Nick Westcott / Jan 2021

Image: Shutterstock

 

“Britain is a great nation. But if it tries to act as a Great Power, it will soon cease to be even a great nation.” (Sir Henry Tizard, Government Chief Scientist’s advice to the Cabinet, 1946)

It is now generally recognised that Brexit turns previous British foreign policy on its head. Having relied on three pillars – a transatlantic security alliance, European economic integration, and close links with the Commonwealth and the developing world through historic links and a generous aid programme – the Brexit process has weakened or damaged all three. What will take their place?
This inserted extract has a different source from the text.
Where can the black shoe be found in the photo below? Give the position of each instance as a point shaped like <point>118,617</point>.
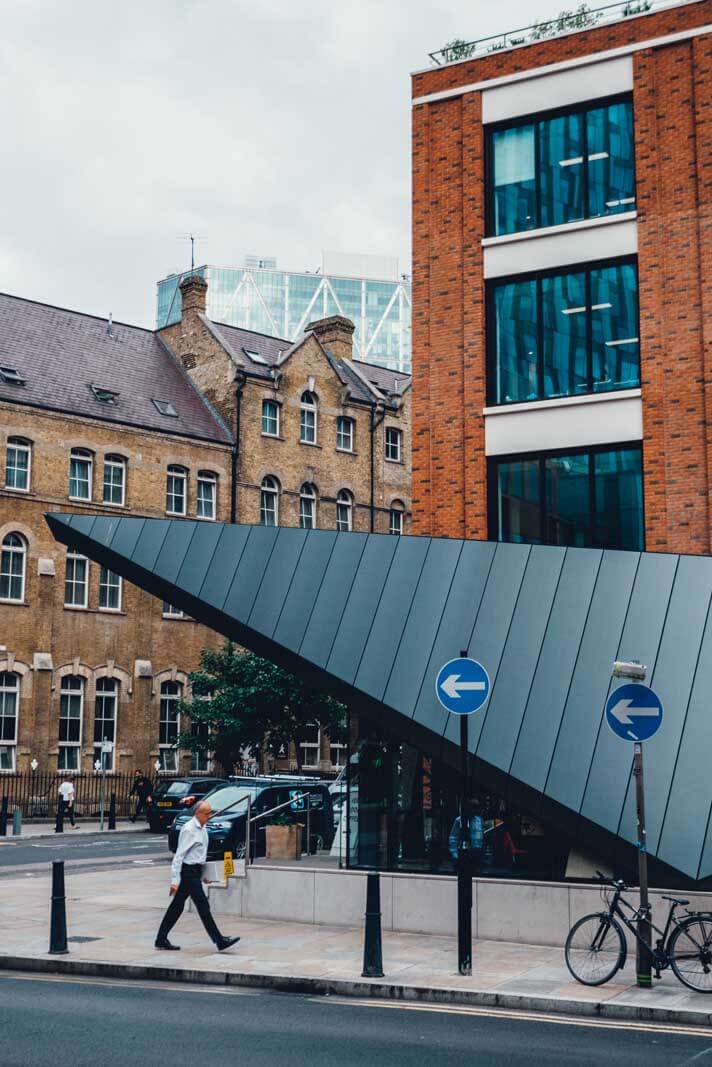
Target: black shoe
<point>226,942</point>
The government has been touting a vision of ‘Global Britain’ as its alternative. But four years on from Brexit, little flesh has been put on the bare bones of this approach, and it seems unlikely that the eagerly awaited ‘Integrated Review’ of security, defence and foreign policy, postponed from last autumn to this spring, will pull a fully-grown rabbit from this hat.

Instead, the conduct of the Brexit negotiations themselves and decisions already announced in advance of the Review give a clearer idea of where the government think they are heading. Both suggest they are inclined to put ideological and political positions ahead of any strategic assessment of the ‘British national interest’ – putting protection of ‘sovereignty’ before protection of the economy in the Trade and Cooperation Agreement with the EU, and putting aid cuts and tighter immigration rules before closer relations with the Commonwealth. This suggests that there is no longer a bipartisan consensus on the national interest, just a definition that brings it closer to the political interest of the party in power.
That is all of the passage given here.